On mine, I drill and tap the plate and use tubing fittings to hold the copper tube in place. You might be able to do this as well by cutting part of that broken stuff off and tapping it.

Jeff
 
A plumbing nipple was one of the things I thought of, I can't get fittings for 1/2" pipe but 12mm ought to be close enough to make it work.

The guy who sold me the clamp probably has an exhaust plate as well, only still mounted on a power head, different outboard but possibly the same part
I'll see what he wants first before breaking out the big files and thread tools
 
Life took an unexpected turn last summer and the outboard project went into limbo, however I've put it all back together and fixed the exhaust plate with steel epoxy, but I've messed up somewhere.

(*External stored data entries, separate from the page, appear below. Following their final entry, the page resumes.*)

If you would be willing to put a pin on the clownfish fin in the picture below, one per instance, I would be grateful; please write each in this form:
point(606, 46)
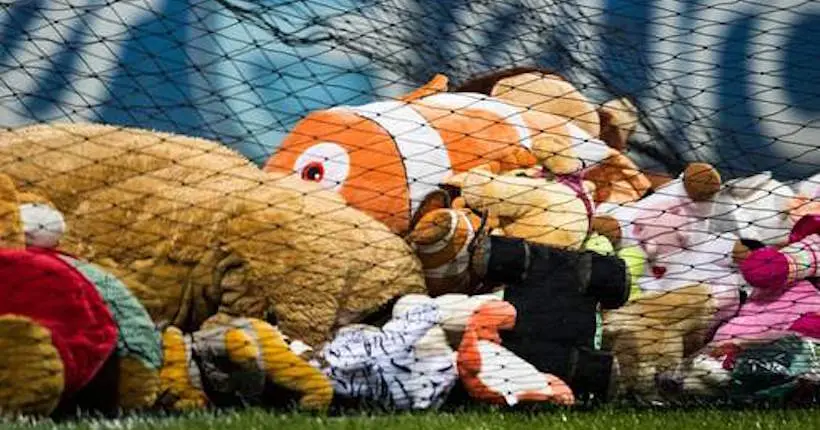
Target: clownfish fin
point(438, 84)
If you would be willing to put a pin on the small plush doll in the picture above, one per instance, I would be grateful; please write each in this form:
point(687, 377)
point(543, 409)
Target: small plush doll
point(785, 287)
point(493, 374)
point(233, 363)
point(599, 134)
point(549, 212)
point(690, 284)
point(78, 319)
point(672, 230)
point(784, 301)
point(406, 364)
point(756, 208)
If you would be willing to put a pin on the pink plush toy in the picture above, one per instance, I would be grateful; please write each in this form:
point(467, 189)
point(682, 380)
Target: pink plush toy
point(785, 297)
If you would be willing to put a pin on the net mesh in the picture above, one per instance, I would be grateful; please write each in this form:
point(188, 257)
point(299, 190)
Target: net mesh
point(407, 204)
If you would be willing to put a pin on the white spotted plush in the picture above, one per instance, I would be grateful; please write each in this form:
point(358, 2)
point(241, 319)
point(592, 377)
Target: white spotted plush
point(43, 225)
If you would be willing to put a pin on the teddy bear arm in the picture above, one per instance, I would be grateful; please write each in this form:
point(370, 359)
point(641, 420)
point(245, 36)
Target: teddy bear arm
point(286, 368)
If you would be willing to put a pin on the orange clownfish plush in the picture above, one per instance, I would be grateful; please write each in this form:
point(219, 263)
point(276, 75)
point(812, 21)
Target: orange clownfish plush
point(386, 157)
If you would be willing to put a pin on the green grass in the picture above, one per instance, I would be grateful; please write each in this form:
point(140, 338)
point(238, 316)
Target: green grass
point(603, 419)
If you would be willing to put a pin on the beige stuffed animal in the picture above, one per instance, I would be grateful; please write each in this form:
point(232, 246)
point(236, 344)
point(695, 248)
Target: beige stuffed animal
point(200, 234)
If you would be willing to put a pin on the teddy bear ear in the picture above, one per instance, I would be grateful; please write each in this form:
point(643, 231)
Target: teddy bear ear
point(608, 227)
point(701, 181)
point(436, 199)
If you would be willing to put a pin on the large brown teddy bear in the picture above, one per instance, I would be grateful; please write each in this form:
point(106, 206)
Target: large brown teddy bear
point(201, 235)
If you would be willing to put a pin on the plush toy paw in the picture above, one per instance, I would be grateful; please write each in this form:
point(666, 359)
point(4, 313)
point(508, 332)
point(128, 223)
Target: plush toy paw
point(239, 356)
point(11, 226)
point(31, 371)
point(180, 381)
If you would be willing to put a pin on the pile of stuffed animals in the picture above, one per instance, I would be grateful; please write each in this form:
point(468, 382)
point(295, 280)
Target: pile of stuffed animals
point(499, 244)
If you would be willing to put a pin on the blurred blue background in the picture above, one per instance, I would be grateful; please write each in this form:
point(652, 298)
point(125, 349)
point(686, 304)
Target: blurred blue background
point(737, 84)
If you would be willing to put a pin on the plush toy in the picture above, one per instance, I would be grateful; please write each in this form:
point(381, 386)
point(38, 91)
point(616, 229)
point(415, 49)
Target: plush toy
point(64, 320)
point(556, 294)
point(754, 208)
point(784, 301)
point(689, 286)
point(553, 213)
point(385, 157)
point(232, 364)
point(784, 287)
point(779, 368)
point(807, 199)
point(197, 232)
point(493, 374)
point(537, 209)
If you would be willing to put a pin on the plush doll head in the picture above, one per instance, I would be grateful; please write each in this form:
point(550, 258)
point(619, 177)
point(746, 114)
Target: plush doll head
point(551, 94)
point(441, 238)
point(546, 212)
point(619, 118)
point(12, 232)
point(28, 219)
point(773, 268)
point(598, 134)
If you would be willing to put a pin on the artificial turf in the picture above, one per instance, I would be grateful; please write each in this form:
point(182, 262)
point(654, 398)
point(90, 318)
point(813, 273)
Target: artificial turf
point(603, 419)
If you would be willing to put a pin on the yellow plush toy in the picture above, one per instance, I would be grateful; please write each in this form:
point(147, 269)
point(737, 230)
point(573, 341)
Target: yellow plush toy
point(198, 233)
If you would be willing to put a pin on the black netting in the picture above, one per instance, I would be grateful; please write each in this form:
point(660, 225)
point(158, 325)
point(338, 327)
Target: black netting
point(407, 204)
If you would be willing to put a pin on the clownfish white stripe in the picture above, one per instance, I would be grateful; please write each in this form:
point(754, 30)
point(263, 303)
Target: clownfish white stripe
point(589, 150)
point(510, 113)
point(442, 243)
point(425, 157)
point(460, 263)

It starts and runs but it's constantly in forward drive no matter how I turn the controls, I probably made a mistake when I reattached the foot. There was a small square axle I wasn't sure how to attach

I've searched hi and low for a workshop manual but all I can find is one for the three cylinder models and the lower housing is not the same

Anyone got some pointers?
 
Sure. Put the shifter (above) in forward.

Rotate the foot shifter counter clockwise to take out all the slack. Align that black plastic cam piece so it is NOT pushing up on the companion part in the tower above. (Wish I had a photo--sorry.) Then slip the works back together and go boating (at last!)

Jeff

PS: Thanks for saving another good Merc from the scrap pile.
 
Thank you Jeff!

I wish I'd known that a week ago.
At least I figured out the black plastic cam thing.